There's a great article in the December issue of Harvard Business Journal: "The One Number You Need to Grow." . That one number is how many customers promote your business. Instead of measuring customer satisfaction, simply ask your customers one question: "How likely is it that you would recommend (company X) to a friend or colleague?" The author's research indicated that responses to this one question were highly likely to predict actual customer behavior that would lead to profitable growth. The article summarizes what Church of the Customer has been evangelizing: "The only path to profitable growth may lie in a company's ability to get its loyal customers to become, in effect, its marketing department."
Here's one of the takeaways from the article that will help me do a better job in consulting for my clients. I've been working with an online research firm to develop online customer surveys with live cross-tabs for several clients... it's pretty cool, and generates extremely useful and actionable information. I always include questions on likelihood to recommend and likelihood to purchase additional products.

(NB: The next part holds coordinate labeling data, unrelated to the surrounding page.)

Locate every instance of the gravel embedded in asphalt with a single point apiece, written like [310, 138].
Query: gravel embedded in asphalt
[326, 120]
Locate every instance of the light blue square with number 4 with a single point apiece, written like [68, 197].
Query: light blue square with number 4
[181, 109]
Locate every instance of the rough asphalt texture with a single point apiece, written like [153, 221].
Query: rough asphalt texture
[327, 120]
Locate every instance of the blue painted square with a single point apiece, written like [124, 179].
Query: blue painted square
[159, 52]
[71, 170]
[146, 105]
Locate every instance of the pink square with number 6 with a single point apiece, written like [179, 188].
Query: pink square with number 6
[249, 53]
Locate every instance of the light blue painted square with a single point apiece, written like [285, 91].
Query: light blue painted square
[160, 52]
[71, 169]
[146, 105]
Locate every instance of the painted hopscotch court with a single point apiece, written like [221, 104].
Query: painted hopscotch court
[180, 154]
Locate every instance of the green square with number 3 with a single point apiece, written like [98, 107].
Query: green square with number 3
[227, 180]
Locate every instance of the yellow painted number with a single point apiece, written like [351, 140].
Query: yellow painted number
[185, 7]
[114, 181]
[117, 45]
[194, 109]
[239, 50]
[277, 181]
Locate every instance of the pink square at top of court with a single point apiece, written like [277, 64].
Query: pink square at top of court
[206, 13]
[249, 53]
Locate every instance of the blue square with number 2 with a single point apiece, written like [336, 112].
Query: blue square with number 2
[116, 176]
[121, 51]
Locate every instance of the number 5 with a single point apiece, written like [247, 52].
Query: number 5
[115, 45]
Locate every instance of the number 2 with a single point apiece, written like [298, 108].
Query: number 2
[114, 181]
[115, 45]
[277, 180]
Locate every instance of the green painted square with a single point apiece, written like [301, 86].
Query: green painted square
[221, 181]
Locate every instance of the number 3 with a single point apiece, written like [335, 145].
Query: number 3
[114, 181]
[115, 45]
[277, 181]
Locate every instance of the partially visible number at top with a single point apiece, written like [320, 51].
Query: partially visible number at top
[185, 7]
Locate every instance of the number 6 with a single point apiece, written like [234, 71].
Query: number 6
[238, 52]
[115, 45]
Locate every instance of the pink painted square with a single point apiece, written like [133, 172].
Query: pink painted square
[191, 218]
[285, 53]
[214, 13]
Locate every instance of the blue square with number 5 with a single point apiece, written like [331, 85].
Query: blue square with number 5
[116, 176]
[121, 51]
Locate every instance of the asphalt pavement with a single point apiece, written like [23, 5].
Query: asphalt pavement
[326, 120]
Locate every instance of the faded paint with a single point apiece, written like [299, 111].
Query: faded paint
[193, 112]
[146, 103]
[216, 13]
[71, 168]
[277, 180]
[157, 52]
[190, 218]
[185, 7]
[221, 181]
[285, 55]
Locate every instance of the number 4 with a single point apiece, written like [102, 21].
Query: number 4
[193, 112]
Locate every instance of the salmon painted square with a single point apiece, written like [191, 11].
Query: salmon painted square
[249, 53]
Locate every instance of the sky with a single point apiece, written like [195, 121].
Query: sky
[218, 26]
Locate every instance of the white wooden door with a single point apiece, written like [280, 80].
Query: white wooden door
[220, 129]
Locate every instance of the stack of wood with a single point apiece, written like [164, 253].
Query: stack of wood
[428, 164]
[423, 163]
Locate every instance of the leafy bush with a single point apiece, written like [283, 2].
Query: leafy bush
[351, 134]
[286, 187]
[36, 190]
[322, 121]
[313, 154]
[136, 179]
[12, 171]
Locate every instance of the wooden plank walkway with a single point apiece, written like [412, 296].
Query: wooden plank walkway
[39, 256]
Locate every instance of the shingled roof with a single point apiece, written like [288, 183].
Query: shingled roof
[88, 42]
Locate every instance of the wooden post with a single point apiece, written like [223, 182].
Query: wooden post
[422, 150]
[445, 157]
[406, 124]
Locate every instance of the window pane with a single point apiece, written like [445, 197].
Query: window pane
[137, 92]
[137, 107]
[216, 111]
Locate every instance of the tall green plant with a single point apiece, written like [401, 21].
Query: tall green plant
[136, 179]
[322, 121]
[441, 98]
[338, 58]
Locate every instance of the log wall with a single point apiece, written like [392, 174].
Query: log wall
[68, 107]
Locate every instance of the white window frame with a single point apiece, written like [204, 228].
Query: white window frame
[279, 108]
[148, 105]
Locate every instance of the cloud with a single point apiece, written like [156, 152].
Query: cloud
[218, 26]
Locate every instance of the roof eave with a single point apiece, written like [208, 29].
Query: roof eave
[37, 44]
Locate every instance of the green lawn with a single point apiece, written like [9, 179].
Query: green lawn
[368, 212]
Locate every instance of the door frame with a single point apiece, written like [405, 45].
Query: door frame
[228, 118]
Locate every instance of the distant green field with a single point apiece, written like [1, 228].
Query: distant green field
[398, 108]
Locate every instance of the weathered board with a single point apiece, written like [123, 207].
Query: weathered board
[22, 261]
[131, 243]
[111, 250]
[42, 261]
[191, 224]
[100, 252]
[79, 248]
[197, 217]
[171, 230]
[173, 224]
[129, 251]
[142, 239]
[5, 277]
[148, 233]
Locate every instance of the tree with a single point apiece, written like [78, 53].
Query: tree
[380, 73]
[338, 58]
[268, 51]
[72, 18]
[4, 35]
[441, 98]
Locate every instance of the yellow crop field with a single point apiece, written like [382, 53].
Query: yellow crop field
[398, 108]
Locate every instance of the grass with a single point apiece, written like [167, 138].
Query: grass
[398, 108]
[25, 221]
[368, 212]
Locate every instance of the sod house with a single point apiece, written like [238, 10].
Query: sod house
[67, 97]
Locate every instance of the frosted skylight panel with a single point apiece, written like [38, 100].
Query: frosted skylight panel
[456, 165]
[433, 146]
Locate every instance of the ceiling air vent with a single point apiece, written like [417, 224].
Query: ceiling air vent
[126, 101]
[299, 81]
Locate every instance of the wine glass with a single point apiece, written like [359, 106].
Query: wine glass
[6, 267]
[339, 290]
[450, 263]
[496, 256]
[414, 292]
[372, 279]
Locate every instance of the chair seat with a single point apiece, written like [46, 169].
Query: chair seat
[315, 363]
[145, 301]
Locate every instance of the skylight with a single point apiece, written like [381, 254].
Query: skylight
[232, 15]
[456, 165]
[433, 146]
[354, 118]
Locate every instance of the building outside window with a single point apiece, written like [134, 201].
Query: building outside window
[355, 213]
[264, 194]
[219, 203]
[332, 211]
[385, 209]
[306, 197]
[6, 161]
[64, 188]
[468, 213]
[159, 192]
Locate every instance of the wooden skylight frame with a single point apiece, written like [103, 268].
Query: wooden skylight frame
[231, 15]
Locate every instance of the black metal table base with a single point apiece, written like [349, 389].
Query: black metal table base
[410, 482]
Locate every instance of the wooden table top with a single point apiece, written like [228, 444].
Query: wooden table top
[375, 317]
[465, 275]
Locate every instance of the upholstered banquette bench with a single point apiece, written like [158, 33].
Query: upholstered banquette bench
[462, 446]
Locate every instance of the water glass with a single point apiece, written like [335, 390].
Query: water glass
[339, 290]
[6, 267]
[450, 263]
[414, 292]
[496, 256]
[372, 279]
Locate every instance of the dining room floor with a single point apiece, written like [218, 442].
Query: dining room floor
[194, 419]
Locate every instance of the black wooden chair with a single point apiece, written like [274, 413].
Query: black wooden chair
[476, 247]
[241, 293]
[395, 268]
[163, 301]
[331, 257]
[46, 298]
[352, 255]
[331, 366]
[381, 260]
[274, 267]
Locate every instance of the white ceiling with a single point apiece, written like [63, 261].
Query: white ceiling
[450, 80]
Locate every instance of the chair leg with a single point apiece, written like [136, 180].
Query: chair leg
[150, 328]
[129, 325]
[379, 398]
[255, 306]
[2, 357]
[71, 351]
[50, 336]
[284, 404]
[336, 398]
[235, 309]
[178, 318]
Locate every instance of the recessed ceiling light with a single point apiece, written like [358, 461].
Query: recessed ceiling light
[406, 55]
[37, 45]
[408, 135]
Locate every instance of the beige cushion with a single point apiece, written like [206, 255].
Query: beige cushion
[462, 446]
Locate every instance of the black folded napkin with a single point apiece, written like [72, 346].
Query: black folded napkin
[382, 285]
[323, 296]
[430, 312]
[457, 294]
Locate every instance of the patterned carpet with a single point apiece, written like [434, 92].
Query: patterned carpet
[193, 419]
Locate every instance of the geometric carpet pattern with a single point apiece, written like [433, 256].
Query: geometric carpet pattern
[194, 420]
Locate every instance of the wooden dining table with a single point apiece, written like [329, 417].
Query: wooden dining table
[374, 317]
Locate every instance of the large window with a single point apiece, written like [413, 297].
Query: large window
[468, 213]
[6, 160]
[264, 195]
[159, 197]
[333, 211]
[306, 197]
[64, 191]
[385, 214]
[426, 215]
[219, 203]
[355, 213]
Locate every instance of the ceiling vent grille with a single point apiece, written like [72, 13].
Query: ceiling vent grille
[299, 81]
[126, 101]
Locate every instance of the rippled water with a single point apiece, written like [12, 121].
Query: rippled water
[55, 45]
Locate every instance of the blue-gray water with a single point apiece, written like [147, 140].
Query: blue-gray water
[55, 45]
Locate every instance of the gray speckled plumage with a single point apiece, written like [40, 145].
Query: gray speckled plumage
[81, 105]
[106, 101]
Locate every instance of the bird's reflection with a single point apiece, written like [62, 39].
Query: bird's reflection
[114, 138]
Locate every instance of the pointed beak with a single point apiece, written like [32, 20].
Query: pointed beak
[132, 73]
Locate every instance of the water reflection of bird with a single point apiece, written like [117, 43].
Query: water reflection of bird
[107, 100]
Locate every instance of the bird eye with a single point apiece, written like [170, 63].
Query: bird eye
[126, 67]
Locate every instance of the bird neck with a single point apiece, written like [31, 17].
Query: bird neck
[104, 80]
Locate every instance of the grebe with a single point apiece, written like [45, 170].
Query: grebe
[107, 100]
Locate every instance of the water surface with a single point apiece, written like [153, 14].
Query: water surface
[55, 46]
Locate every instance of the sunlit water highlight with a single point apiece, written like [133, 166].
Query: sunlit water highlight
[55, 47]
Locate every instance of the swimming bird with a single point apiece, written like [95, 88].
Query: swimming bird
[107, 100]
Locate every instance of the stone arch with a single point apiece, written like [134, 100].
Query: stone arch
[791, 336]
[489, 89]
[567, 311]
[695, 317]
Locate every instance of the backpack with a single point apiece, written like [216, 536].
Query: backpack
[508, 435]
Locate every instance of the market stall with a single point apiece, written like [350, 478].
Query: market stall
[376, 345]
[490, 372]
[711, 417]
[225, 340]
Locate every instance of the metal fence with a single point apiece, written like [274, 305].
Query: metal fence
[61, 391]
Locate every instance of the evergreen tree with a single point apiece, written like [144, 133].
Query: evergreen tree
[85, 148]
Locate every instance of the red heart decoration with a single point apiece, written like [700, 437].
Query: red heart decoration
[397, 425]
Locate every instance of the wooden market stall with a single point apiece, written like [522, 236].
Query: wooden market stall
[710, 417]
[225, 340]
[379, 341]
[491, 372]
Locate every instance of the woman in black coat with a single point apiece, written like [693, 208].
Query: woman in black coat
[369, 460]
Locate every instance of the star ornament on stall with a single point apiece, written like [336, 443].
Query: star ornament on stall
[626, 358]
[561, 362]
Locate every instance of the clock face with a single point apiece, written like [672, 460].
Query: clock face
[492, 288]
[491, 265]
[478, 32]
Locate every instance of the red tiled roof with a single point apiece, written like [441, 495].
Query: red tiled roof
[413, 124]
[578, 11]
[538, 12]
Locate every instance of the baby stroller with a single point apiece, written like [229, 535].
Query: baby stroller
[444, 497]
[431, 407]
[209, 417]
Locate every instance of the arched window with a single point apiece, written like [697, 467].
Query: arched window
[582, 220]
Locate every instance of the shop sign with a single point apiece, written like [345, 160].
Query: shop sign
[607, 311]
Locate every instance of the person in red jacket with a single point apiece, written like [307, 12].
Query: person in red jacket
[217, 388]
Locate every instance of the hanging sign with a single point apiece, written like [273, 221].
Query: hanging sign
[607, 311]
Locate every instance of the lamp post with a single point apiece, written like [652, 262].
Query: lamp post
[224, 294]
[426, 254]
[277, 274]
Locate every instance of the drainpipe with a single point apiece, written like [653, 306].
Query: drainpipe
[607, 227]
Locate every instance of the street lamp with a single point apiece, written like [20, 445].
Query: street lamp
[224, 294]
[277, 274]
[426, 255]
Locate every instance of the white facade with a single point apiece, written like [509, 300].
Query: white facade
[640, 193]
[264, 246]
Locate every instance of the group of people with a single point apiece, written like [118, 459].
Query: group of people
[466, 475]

However, here's how the HBR article recommends structuring the survey:
"Resist the urge to let survey questions multiply; more questions diminish response rates along with the reliability of your sample. You need only one question to determine the status -- promoter, passively satisfied, or detractor -- of a customer. Follow-up questions can help unearth the reasons for customers' feelings and point to profitable remedies. But such questions should be tailored to the three categories of customers. Learning how to turn a passively satisfied customer into a promoter requires a very different line of questioning from learning how to resolve the problems of a detractor."
Great suggestion.
On a related note, here's the 'duh' quote of the day from the top story at Reveries. They're interviewing Robert Lutz, GM's Vice Chairman of Product Development, on getting Pontiac out of the 'cheesy' category. He says, "You just have to get vehicles more to the point where people want them."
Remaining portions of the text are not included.